JE-C’S TOP MOVIES OF THE YEAR SO FAR
V for Vendetta:
This is my favorite movie of the year so far, for many reasons. It's more than just a comic book adapted for the big screen; it’s a movie that makes a big political statement that we can all relate to these days. Definitely a movie that was slept on, and I advise everyone to check it out if you haven't yet.
World Trade Center: Another important movie that I urge people to see. I was in tears, and although a lot of it is hard to watch, it’s quite an astonishing story.
The Illusionist: Giamatti and Norton are truly awesome.

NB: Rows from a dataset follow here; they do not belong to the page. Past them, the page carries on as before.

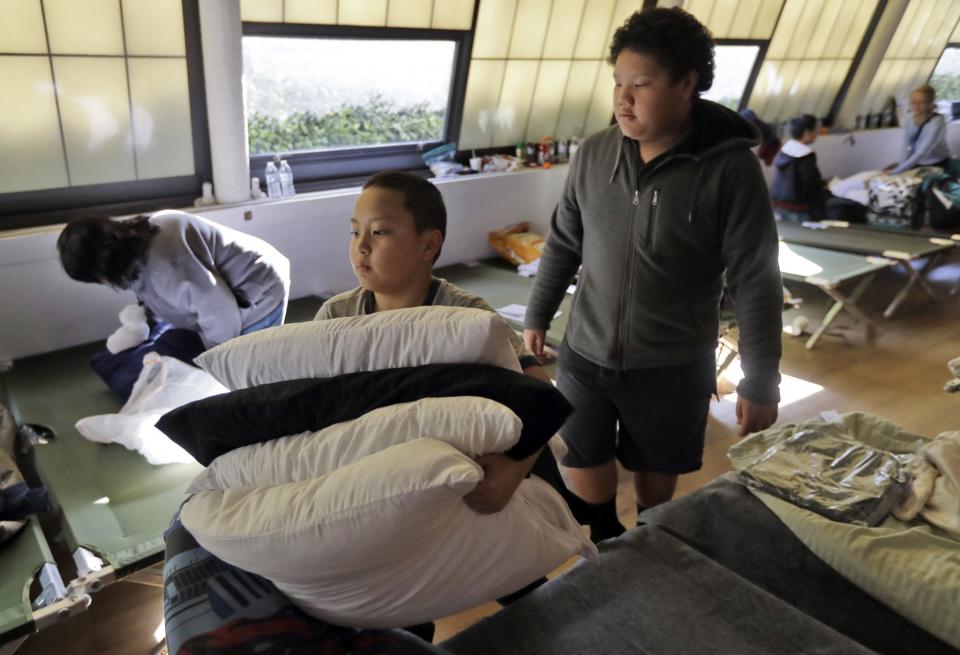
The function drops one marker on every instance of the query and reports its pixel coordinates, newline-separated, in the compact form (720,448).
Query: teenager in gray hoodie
(666,211)
(188,271)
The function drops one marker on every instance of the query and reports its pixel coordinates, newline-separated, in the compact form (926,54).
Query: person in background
(185,269)
(660,209)
(798,191)
(769,142)
(925,137)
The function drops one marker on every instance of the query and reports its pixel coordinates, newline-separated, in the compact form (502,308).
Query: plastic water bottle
(273,180)
(286,179)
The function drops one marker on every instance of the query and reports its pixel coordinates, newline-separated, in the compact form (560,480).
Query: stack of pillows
(337,465)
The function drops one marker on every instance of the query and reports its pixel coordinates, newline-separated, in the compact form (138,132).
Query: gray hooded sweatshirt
(658,243)
(208,278)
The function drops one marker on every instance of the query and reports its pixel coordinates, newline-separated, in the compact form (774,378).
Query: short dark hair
(420,197)
(678,41)
(800,125)
(103,250)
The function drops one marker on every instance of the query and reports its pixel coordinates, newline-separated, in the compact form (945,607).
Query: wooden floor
(899,375)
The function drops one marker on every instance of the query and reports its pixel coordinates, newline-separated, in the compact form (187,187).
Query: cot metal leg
(916,278)
(11,647)
(840,303)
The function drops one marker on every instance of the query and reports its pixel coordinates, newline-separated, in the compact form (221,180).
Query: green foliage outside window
(376,122)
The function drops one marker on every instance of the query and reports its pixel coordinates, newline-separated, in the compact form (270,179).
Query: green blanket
(913,568)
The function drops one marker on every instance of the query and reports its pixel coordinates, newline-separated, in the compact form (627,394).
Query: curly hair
(677,40)
(106,251)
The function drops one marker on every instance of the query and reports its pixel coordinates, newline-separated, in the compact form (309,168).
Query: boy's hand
(753,417)
(501,477)
(534,340)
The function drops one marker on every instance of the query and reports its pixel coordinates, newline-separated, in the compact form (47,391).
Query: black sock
(604,523)
(423,630)
(520,593)
(640,510)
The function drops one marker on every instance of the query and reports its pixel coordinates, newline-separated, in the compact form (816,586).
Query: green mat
(112,501)
(499,284)
(20,559)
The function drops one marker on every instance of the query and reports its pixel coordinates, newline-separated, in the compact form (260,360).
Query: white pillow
(472,425)
(387,541)
(164,383)
(391,339)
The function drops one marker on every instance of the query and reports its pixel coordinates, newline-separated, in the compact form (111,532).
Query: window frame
(316,169)
(762,44)
(23,209)
(955,45)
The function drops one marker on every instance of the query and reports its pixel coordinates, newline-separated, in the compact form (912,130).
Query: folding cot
(829,271)
(903,246)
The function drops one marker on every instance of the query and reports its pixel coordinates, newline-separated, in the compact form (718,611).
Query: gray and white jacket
(208,278)
(659,243)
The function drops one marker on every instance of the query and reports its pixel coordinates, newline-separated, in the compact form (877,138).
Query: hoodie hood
(716,130)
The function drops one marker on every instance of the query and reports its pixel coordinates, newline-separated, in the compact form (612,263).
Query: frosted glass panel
(601,105)
(84,27)
(722,18)
(551,83)
(154,27)
(782,38)
(621,12)
(576,98)
(592,43)
(261,11)
(480,104)
(31,155)
(409,13)
(21,27)
(822,28)
(700,9)
(563,29)
(363,12)
(94,108)
(804,28)
(529,29)
(161,117)
(743,21)
(453,14)
(766,20)
(515,100)
(316,12)
(494,19)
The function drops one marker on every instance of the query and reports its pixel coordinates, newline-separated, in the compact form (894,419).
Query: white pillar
(870,63)
(220,34)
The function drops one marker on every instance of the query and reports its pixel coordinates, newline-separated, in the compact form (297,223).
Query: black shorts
(649,420)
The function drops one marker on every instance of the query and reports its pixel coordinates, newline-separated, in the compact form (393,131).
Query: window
(946,79)
(923,31)
(102,105)
(346,101)
(382,92)
(734,66)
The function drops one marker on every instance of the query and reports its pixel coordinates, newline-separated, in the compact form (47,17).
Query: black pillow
(210,427)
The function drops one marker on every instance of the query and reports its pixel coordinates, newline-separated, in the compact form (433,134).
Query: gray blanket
(649,593)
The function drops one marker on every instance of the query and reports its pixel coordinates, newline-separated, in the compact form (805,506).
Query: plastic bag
(829,472)
(164,384)
(517,244)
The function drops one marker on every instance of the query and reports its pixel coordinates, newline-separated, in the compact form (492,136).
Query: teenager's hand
(534,340)
(753,417)
(501,477)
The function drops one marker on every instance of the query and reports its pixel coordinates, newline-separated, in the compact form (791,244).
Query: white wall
(44,310)
(869,150)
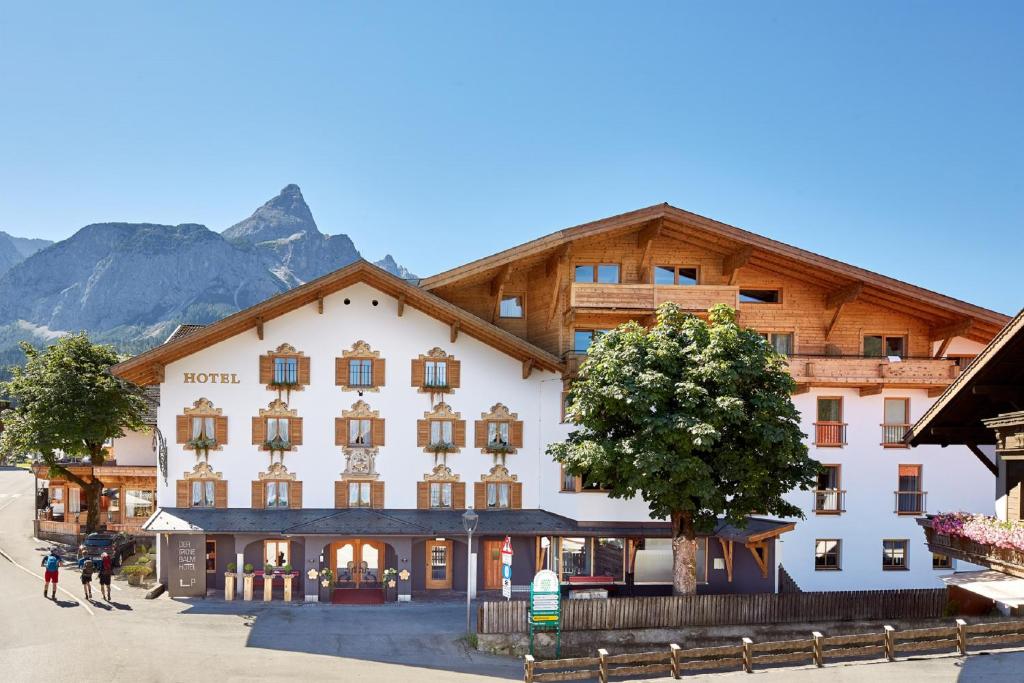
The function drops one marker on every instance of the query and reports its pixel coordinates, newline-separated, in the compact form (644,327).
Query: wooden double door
(357,562)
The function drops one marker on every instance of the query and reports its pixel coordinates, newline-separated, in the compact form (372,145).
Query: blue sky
(884,134)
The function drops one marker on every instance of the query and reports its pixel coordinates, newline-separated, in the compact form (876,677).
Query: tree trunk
(684,554)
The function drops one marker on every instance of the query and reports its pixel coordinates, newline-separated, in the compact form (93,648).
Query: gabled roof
(765,253)
(146,368)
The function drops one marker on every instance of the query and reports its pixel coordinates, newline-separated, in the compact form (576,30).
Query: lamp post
(469,521)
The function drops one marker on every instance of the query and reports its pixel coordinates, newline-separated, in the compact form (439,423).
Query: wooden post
(819,650)
(527,666)
(962,636)
(748,655)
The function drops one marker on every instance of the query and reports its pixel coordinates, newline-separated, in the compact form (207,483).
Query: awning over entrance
(988,584)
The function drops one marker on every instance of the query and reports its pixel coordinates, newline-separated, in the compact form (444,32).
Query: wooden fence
(697,610)
(748,655)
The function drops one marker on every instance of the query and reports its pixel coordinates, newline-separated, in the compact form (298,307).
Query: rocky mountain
(130,284)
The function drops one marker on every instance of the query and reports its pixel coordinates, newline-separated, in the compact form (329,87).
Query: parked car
(118,546)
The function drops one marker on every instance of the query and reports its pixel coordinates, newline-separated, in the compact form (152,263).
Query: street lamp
(469,521)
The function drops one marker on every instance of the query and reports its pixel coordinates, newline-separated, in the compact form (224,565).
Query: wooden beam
(734,261)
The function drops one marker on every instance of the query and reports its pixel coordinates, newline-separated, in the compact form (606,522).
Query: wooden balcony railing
(829,501)
(830,434)
(909,502)
(649,297)
(892,435)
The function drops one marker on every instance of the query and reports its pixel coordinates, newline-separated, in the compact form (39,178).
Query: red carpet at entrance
(357,596)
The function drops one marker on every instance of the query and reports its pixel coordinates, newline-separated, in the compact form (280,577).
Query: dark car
(118,546)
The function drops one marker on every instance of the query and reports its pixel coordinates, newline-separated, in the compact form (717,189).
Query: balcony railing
(892,435)
(829,434)
(829,501)
(909,502)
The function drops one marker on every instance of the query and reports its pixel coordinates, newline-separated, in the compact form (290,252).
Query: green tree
(67,406)
(696,418)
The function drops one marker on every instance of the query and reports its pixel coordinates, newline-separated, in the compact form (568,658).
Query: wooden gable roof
(147,368)
(744,248)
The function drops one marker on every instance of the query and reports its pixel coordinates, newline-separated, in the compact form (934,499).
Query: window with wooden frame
(202,427)
(358,494)
(278,428)
(359,369)
(359,427)
(600,273)
(676,274)
(284,368)
(499,431)
(436,372)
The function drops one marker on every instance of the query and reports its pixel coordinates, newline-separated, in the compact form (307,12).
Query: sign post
(545,607)
(507,568)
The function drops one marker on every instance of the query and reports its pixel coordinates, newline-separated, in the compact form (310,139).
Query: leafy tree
(693,416)
(67,406)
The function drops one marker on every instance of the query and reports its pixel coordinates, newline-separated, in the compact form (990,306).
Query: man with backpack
(52,564)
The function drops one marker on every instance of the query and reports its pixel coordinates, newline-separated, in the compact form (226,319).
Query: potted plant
(229,581)
(247,582)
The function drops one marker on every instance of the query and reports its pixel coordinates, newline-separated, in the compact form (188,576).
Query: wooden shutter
(341,495)
(341,431)
(377,495)
(220,430)
(181,428)
(265,370)
(259,500)
(515,433)
(515,500)
(220,494)
(377,431)
(259,431)
(295,431)
(418,373)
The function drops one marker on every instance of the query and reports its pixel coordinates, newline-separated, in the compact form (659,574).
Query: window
(511,306)
(203,494)
(760,296)
(276,494)
(826,554)
(604,273)
(877,346)
(360,372)
(435,373)
(672,274)
(440,495)
(499,495)
(359,432)
(894,554)
(358,494)
(286,371)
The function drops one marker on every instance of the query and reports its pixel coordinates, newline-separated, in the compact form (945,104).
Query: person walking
(105,569)
(52,565)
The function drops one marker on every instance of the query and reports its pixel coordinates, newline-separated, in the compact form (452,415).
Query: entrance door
(492,565)
(357,563)
(438,563)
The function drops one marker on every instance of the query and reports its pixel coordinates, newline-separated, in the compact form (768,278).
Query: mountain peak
(282,217)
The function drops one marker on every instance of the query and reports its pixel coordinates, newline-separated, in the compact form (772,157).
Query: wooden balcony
(645,297)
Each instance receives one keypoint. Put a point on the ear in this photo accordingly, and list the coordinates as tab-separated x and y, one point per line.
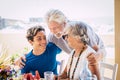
64	24
30	41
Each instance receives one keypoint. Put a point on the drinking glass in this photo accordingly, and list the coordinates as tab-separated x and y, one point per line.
48	75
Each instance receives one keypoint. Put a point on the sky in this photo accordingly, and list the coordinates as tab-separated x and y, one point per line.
74	9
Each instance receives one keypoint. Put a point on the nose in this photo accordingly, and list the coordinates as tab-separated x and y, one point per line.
44	41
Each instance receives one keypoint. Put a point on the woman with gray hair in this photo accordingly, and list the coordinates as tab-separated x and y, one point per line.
81	55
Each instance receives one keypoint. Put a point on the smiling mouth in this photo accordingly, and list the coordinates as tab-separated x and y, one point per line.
58	35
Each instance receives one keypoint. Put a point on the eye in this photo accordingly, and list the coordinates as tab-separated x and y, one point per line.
65	36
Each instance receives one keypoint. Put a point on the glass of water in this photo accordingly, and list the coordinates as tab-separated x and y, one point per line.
93	77
48	75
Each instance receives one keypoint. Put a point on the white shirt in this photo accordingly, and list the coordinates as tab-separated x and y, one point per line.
81	63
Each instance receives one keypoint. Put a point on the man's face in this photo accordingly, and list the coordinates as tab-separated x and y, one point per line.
56	28
39	40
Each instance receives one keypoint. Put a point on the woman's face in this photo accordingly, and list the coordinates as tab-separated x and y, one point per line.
73	41
56	28
39	40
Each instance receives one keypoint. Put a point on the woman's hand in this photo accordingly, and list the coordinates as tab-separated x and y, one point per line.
92	59
20	61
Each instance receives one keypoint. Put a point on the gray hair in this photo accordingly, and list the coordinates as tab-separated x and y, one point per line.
55	15
31	32
78	29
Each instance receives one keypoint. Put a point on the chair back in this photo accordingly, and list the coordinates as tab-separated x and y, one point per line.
110	67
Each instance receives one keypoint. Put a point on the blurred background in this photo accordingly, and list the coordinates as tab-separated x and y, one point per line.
16	16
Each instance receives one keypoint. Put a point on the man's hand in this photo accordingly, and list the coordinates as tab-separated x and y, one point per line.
20	62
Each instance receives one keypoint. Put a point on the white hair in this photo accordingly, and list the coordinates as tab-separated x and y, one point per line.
55	15
78	29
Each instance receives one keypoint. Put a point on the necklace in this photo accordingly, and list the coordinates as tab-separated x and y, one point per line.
75	64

X-Men III: The Last Stand: If this is the last one, it certainly satisfied my appetite. It had it all, including some incredible action sequences.
Pirates of the Caribbean: Simply awesome!!! Johnny Depp is brilliant, Bill Nighy is creepy, Keira Knightley is sexy and it has great special effects and nonstop action.
Mission Impossible III: OK, people are getting sick and tired of Tom Cruise, but if you can just get past him, this movie is actually really good. A lot of people are missing out because they’re so turned off by the star’s off-screen antics.
An Inconvenient Truth: The most important movie of the year…A MUST-SEE!!!
Nacho Libre: The funniest movie of the year. Jack Black rocks.
The Devil Wears Prada: This movie is making my list because Meryl Streep was truly brilliant, and if you haven’t seen it, or are on the edge about seeing it, go for her performance, if nothing else.